We moved on to another plane with the the production by U Nikitskikh Vorot Theatre of Moscow of The Story of a Horse - "the most famous of Russian musicals" - by Leo Tolstoy. Given in a very spare staging in St John's Church, in Princes Street, the piece relied heavily on the actors' histrionic powers (considerable). The songs and music were characteristically soulful and/or frenzied, and the creation of a strong atmosphere out of almost nothing remarkable.

Closer to home (relatively speaking), the intriguing-sounding Tri x Tri, at The Famous Grouse House was a collaboration between a poet, dancer, sculptor, singers and pipers, all from Gaelic-speaking parts of Scotland. There was real excellence - particularly from the singers and pipers - but the whole thing had a curiously flat, low-key feel in terms of presentation. And there was an uncomfortable sense of brooding over past wrongs, particularly with the poet Peter Campbell, to whom Culloden and the Skye bridge toll seemed to be equally wicked and clearly the work of the dastardly English.

One place where you are guaranteed an entertaining and politics-free evening is the Cafe Graffiti, at Mansfield Place Church; artists from all over the world provide a virtually continuous programme of fine music into the wee small hours.
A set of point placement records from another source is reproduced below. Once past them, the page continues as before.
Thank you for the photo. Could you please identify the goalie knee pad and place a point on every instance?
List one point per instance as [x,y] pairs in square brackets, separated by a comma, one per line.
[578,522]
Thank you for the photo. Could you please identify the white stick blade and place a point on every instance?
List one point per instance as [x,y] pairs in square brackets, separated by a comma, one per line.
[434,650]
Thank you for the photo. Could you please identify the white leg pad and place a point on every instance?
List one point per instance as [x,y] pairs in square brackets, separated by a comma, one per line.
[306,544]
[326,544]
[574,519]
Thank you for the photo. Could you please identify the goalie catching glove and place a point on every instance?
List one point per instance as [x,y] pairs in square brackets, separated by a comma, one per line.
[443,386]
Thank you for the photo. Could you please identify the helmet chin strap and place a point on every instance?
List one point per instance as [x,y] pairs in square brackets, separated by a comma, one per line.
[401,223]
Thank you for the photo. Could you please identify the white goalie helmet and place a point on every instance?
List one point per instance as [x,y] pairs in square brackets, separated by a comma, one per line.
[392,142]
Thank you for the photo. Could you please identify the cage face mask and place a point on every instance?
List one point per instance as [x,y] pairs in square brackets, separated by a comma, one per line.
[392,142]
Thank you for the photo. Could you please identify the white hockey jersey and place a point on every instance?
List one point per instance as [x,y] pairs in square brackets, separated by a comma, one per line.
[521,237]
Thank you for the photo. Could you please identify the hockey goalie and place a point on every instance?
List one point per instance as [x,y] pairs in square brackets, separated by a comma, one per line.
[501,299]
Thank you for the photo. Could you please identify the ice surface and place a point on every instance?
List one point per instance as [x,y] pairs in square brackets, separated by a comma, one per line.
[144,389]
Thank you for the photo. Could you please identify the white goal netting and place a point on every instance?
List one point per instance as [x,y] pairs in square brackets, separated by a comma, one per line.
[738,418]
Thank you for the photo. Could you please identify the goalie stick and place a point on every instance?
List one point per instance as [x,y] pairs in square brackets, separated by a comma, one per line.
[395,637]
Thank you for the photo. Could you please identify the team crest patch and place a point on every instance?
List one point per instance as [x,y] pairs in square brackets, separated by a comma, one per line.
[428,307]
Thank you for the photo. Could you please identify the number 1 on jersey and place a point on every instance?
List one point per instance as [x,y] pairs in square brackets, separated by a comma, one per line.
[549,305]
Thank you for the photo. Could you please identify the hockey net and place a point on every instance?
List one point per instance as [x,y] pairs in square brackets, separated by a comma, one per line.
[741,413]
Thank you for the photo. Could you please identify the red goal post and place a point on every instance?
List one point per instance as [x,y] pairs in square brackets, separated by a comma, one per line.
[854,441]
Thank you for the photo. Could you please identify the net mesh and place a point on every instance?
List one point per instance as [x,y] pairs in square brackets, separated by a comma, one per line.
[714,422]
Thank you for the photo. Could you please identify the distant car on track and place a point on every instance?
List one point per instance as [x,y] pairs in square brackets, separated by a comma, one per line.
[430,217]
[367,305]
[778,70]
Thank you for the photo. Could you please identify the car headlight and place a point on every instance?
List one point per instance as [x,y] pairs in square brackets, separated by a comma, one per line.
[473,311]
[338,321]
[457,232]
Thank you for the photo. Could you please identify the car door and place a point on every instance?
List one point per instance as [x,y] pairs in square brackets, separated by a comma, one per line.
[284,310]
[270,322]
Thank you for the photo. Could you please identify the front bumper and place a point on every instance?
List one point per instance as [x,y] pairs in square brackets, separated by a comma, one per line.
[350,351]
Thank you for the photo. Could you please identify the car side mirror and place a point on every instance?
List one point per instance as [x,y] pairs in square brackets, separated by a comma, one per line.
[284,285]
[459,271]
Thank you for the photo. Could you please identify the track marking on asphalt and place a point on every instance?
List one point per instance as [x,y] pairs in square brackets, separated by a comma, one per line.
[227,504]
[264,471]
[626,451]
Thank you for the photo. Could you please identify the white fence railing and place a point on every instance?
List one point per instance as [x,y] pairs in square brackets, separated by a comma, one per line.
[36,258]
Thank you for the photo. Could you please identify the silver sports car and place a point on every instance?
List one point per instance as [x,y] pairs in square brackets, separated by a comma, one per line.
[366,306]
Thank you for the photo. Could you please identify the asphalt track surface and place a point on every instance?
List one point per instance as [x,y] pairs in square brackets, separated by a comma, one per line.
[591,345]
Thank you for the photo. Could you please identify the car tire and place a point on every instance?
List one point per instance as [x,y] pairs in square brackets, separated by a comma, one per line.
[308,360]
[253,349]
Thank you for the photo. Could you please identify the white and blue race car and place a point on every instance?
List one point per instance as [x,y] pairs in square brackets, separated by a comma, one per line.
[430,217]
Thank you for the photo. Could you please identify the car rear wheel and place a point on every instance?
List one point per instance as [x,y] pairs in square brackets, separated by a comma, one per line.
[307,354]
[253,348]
Particularly outstanding have been Cristina Branco, a Portuguese fado singer, whose expressive vocals held audiences spellbound, and the amazing Huun Huur Tu. From camel-riding songs to Buddhist ritual chanting, these four Mongolian throat singers have to be heard to be believed. Echoing through the mystic spaces of this remarkable venue, their evocation of primeval Siberian forests, complete with birdsong and animal cries, was quite trance-inducing and the most extraordinary thing I've heard so far on the Fringe.